Before migrating to the north, I worked for a white landowner and picked seeds out of cotton for days on end. The afternoon sun would beat down my back and sweat pouring all down my body. At 20 and having just birthed my first child, times in the south had become unbearable. I had no choice but to leave, for hopes of a better life.
My life in Cleveland consisted of more than just having a decent job and child, though. I met a man from the war named Rudolph. After he got released from duty, we got married. Shortly after, we had more children and our household grew just a bit bigger. I lived in a house full of children with the first man I ever loved. Finally, a place of my own that I could finally, and truly, call home.

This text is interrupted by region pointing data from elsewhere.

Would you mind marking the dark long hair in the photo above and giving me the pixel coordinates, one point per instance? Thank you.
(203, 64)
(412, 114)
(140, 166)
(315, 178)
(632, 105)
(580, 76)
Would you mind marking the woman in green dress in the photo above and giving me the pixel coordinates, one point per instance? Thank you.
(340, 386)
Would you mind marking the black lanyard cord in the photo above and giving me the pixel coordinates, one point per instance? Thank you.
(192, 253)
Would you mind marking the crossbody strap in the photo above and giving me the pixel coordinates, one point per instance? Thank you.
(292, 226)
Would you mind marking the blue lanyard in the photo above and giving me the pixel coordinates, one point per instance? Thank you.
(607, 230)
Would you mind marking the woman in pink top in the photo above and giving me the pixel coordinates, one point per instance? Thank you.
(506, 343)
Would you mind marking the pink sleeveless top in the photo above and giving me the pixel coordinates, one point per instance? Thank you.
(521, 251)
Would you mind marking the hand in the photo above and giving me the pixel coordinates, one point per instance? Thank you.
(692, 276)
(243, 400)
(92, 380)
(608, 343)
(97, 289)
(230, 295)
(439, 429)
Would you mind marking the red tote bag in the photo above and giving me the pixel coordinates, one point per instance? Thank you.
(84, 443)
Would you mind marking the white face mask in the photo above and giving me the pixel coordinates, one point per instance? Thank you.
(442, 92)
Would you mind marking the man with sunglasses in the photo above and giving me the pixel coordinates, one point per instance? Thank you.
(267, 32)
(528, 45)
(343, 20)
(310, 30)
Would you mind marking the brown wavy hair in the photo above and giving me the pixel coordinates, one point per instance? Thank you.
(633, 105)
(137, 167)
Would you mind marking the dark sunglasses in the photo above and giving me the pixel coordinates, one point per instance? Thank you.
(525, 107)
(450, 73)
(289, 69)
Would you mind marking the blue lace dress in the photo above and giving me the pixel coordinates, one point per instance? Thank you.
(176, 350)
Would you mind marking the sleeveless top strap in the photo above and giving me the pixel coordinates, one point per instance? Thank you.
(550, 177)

Just as Ma Carrie taught me how to cook cornmeal and eggs, I later passed the tradition on to my children. With the changing times, the name obviously switched to grits, our new norm. Still, I taught my kids how to cook grits and eggs the way Ma Carrie showed me all those years ago. A country lady holds true to her roots. Nothing but real, churned butter and milk for the grits and a side of seasoned eggs. As I taught my children how to stir, I’d tell them to always remember my mantra. Whenever life tossed them around from place to place, a pot full of grits and eggs will always remind them of home.
This is the story of Carrie Hill
Carrie grew up in Eaton, Georgia, as the daughter of a sharecropper. Her mother Catherine died in the fields after giving birth to her sister, at which point Ma Carrie, her grandfather’s second wife, taught her how to cook cornmeal (grits) and eggs. The dish stayed with her throughout her life, helping Carrie overcome tough times through her love for cooking. Still to this day, grits and eggs is her favorite breakfast meal and often, she’ll sneak a pinch of salt into her grits. Not only is her cooking legendary, but she also made a positive impact on Black History. Carrie became one of the six million African Americans to migrate north during the Great Migration of the 1900s. Because of her courage to leave the rural South, her family has been able to thrive freely in the north. She is the mother of nine children and the grandmother to several grandchildren, more than we can count. At 94 years old today, Carrie has the quick wit of her grandfather and aunt but the compassion of Ma Carrie. She is a true pioneer of history.
This story first touched our hearts on January 9, 2020.